La sede dello sportello anti-violenza di Marano, vandalizzata diversi mesi fa, non è stata riaperta perché ancora inaccessibile. Le volontarie domenica in piazza Torre Caracciolo per coinvolegere la cittadinanza

Violenza sulla donne

"Riapriamo il centro d'ascolto": è questo l'appello lanciato dall'associazione Frida Kahlo a mesi dalla vandalizzazione delle sede dello sportello anti-violenza di Marano.

Domenica mattina, 16 dicembre, le volontarie saranno in piazza Torre Caracciolo per coinvolgere tutta la cittadinanza, accedere i riflettori sulla grave situazione e trasmettere questo messaggio: "Ridiamo nuova vita a "Le Porte di Frida".
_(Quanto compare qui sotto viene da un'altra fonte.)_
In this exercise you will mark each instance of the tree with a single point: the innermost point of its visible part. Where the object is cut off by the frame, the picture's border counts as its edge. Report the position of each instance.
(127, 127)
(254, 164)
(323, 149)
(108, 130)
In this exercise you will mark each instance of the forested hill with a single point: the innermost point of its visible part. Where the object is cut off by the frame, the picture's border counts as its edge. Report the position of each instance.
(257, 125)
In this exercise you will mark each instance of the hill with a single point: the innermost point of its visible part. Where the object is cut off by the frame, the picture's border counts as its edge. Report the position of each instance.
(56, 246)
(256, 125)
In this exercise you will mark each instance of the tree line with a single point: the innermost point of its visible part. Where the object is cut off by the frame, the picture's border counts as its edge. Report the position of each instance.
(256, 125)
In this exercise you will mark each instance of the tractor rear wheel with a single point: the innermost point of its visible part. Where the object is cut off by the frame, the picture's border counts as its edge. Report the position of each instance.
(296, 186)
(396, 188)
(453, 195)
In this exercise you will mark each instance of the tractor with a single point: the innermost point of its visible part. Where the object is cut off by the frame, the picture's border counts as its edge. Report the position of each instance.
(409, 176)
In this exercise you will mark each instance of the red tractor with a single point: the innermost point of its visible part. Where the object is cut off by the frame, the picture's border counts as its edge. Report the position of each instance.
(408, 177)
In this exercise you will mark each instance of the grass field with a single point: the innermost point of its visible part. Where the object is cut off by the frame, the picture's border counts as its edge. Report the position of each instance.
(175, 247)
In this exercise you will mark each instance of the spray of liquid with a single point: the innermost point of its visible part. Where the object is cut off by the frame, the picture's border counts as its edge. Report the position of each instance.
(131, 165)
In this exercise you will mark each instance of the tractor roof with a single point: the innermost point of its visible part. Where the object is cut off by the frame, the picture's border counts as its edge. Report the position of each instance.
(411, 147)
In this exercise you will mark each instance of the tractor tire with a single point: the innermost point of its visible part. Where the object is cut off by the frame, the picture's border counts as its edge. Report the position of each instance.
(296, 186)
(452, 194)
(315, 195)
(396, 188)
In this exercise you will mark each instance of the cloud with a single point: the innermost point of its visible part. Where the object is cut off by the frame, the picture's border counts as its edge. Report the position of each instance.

Come si legge in un comunicato: "Lo sportello d'ascolto gestito dall'associazione maranese, ubicato proprio a Torre Caracciolo frazione periferica di Marano, è stato brutalmente vandalizzato durante i primi gioni di agosto, tanto da renderlo accessibile.
Da allora le volontarie che gestivano il centro non riescono più a svolgere l'attività di ascolto e supporto, che aveva iniziato ad attrarre diverse donne, e dal Comune non sono state risposte per il ripristino della sede".
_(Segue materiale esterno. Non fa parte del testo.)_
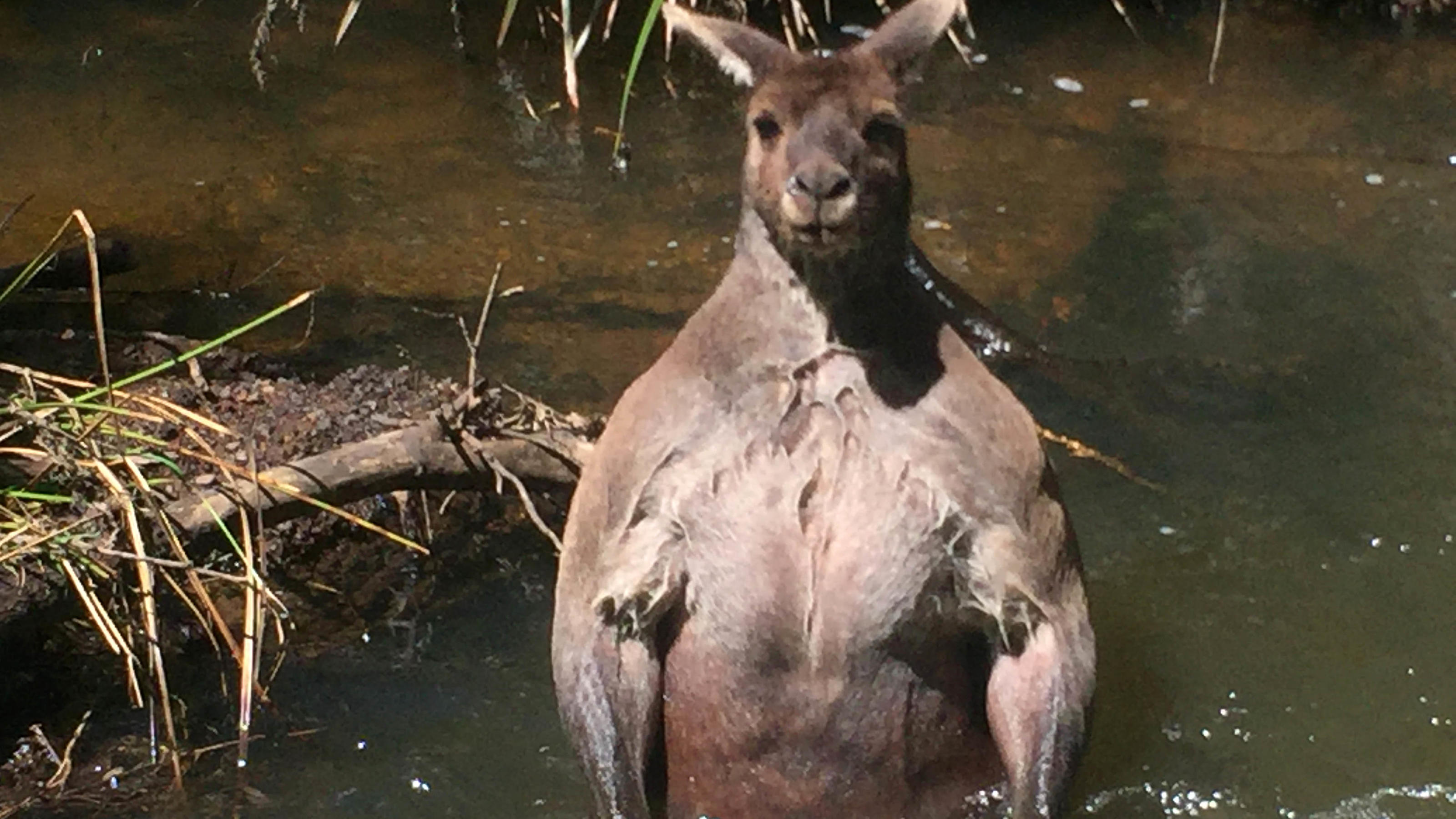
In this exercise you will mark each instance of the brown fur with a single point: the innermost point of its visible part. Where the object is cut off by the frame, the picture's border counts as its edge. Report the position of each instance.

"Finalmente dopo anni di impegno sul territorio contro la violenza sulle donne siamo riusciti a realizzare il centro. Attraverso una delibera del Comune del novembre 2010 - dichiarano le socie di Frida Kahlo - ci è stata affidata la gestione, in maniera del tutto volontaria, di un centro d'ascolto. Hanno rotto porte e finestre e rubato sede. La sede da agosto è inaccessibile e, nonostante le nostre continue sollecitazioni non abbiamo avuto risposte sufficienti dall'Amministrazione comunale. Ci auguriamo di poter inaugurare nuovamente lo sportello il prossimo 7 gennaio".